The statutes quoted above, which require the owner to obtain a bond from a contractor, are a natural development upon the mechanic’s lien statutes which compel the owner of realty, who contracts for its improvement, to see that those who furnish the labor and materials are paid.3 The requirement of the performance bond provides a means by which the owner can protect himself as well as the labor and materialmen. But if he fails to comply with the statute, it places upon him the burden of seeing that the labor and materials are paid for. Inasmuch as this statute arose from and has the same purpose as the lien statutes, adjudications as to the application of lien statutes are persuasive.4

The difficulty with the defendant’s position seems to be in the misapprehension that in order for the statute to be applicable the owner-builder must have an interest in the freehold itself, that is the “soil” which underlies the building, as distinguished from the broader concept of the “realty” which is improved. This is not an indispensable requirement. The duty of obtaining a bond as imposed by Sec. 14-2-1 is upon: “The owner of any interest in land” who enters into a contract to construct an improvement thereon. The word “land” as used in the law, has since time immemorial been regarded as a generic term. It “ * * * includes not only the soil, but everything attached to it, whether attached by the course of nature, as trees, herbage, and water, or by the hand of man, as buildings, fixtures, and fences.” 5 This is par-^ ticularly true with respect to these lien statutes which should be liberally construed to effectuate their purposes. This court has allowed a materialmen’s lien to attach to interests less than fee simple, such as a leasehold estate,6 and equitable interest,7 *47and to a building separate from the soil upon which it was erected.8

It is not questioned that the defendant owns the building in which this installation was made. Considered in the light of what we have said above it is our opinion that the building placed thereon should properly be regarded as part of the realty, and it therefore follows that the defendant of necessity must own some “interest in the land.” The fact that the furnace and equipment in question were shipped by plaintiff as consigned to this job and used in the construction of the defendant’s lumber-curing plant is a sufficient basis upon which to predicate liability for the defendant’s failure to obtain the bond as required by the statutes referred to.
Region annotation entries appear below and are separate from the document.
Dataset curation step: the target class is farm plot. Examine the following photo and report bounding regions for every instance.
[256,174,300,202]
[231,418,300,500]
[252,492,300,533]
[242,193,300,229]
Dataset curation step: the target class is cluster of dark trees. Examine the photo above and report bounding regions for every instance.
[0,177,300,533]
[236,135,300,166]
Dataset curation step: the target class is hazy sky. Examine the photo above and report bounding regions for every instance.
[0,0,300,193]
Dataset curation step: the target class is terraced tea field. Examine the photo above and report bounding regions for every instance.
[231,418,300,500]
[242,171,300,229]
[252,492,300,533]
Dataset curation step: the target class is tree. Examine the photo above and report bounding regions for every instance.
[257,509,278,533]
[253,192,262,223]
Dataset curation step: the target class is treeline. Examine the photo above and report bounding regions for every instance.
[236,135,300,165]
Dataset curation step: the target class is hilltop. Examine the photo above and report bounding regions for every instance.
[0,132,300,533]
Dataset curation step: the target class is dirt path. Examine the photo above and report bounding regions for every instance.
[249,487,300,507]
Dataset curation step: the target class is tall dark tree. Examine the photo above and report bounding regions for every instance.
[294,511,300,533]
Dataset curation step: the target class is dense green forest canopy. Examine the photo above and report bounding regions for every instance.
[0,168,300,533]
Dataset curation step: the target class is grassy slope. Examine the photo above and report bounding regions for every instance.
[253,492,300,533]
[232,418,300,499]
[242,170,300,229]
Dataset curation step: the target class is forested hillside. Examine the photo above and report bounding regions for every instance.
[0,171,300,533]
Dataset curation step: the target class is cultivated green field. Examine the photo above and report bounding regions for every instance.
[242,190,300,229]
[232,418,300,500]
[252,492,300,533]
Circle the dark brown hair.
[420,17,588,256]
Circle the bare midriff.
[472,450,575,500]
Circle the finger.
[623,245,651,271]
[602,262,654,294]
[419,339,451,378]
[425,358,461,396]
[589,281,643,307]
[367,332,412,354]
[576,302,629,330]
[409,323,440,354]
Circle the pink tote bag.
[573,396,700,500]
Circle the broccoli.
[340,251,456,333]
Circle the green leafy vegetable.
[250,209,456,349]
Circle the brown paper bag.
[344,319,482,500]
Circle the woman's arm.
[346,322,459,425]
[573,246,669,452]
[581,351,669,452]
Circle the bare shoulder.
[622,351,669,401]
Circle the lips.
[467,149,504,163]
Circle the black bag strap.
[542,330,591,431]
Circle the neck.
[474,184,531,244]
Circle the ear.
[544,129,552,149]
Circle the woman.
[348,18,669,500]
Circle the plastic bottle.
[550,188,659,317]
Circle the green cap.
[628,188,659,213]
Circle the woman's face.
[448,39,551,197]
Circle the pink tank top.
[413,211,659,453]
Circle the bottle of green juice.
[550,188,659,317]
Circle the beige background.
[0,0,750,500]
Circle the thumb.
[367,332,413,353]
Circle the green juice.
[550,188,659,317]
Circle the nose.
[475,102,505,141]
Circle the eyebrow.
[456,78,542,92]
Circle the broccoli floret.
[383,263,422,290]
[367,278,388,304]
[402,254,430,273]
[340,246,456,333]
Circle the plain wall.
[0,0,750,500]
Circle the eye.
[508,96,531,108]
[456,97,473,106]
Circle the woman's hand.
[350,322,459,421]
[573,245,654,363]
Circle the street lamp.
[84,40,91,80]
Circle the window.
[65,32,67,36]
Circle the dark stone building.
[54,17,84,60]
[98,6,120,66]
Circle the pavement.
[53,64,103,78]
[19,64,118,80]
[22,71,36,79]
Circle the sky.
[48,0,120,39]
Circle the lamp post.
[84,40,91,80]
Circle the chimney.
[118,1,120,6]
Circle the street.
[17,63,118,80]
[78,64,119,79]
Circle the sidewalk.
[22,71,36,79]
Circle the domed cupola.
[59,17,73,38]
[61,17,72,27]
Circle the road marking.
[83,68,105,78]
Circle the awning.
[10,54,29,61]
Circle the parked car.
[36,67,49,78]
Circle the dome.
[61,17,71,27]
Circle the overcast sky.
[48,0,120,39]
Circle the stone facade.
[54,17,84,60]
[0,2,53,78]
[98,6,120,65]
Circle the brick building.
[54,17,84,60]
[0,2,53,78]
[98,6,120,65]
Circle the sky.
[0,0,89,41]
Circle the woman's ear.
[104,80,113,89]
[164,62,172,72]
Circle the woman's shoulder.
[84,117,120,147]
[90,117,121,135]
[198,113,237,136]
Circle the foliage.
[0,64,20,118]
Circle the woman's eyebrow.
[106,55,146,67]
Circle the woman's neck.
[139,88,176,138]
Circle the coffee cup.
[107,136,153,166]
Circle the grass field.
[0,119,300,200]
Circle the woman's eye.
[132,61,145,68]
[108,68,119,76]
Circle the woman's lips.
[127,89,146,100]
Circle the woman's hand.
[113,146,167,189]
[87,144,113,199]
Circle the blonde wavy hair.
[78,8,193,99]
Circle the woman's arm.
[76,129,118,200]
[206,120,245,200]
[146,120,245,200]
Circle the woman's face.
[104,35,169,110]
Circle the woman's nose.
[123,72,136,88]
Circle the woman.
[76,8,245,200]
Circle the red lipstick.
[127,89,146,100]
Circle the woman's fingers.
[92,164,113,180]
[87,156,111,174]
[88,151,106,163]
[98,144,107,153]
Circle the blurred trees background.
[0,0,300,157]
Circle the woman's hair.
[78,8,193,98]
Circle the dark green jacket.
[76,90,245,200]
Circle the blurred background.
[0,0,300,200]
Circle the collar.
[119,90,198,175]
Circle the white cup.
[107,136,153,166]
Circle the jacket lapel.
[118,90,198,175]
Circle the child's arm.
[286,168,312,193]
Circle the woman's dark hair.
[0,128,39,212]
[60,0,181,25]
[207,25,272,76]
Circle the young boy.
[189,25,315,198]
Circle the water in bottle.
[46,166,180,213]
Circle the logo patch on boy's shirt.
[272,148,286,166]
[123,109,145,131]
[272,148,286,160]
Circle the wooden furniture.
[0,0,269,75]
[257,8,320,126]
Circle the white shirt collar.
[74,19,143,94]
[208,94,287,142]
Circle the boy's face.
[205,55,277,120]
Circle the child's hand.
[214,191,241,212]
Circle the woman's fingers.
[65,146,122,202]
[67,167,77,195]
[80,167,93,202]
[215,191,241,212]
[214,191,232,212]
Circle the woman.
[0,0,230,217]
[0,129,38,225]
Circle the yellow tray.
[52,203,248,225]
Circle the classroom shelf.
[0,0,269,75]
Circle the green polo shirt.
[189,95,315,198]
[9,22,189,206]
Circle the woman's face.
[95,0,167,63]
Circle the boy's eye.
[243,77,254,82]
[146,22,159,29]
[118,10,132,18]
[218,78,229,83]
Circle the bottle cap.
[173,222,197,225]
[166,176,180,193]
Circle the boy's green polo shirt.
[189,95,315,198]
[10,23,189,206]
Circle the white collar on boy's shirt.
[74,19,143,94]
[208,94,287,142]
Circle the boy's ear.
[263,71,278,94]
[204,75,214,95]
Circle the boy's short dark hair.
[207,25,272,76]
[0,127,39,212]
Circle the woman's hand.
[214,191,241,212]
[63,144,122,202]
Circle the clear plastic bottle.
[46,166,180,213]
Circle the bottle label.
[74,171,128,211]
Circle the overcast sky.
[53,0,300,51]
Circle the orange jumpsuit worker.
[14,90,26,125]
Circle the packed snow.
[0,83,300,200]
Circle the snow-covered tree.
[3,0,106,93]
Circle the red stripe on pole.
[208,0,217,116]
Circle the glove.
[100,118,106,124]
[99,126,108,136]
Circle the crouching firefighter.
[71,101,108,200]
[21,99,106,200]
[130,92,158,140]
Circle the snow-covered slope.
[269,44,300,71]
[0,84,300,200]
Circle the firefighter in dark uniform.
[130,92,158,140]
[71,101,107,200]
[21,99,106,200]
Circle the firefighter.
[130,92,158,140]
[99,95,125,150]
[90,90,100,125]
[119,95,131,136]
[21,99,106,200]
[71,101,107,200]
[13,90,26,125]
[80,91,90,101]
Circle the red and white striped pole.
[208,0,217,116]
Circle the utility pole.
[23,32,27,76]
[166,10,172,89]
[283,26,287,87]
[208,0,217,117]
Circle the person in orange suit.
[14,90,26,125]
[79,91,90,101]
Remanded with instructions to enter judgment in favor of the plaintiff for the value of the materials it furnished. Costs to plaintiff (appellant). (Emphasis added.)

TUCKETT, J., concurs.

. 13 Utah 2d 339, 374 P.2d 254.

. 16 Utah 2d 74, 395 P.2d 914.

. See Metals Manufacturing Co. v. Bank of Commerce, footnote 2 above; as to validity of mechanic’s lien statutes see Rio Grande Lumber Co. v. Darke, 50 Utah 114, 167 P. 241, L.R.A.1918A, 1193.

. See discussion in Crane Co. v. Utah Motor Park, Inc., 8 Utah 2d 413, 335 P. 2d 837.

. See 42 Am.Jur., Property, p. 196; see also 73 C.J.S. Property § 7, p. 162,' et seq.; that “interest in land” includes ownership of a portion of a building placed thereon, see United States v. Certain Property, etc., D.C., 225 F.Supp. 498; and that machinery necessary to the operation of a plant (a smelter) see Smith v. Stroehle Machinery & Supply Co., 109 Colo. 460, 126 P.2d 341.

. Buehner Block Co. v. Glezos, 6 Utah 2d 226, 310 P.2d 517; Metals Manufacturing Co. v. Bank of Commerce, footnote 2 above.

. Cary-Lombard Lumber Co. v. Partridge, 10 Utah 322, 37 P. 572 (1894).

. Sanford v. Kunkel et al., 30 Utah 379, 85 P. 363, 1012 (1906).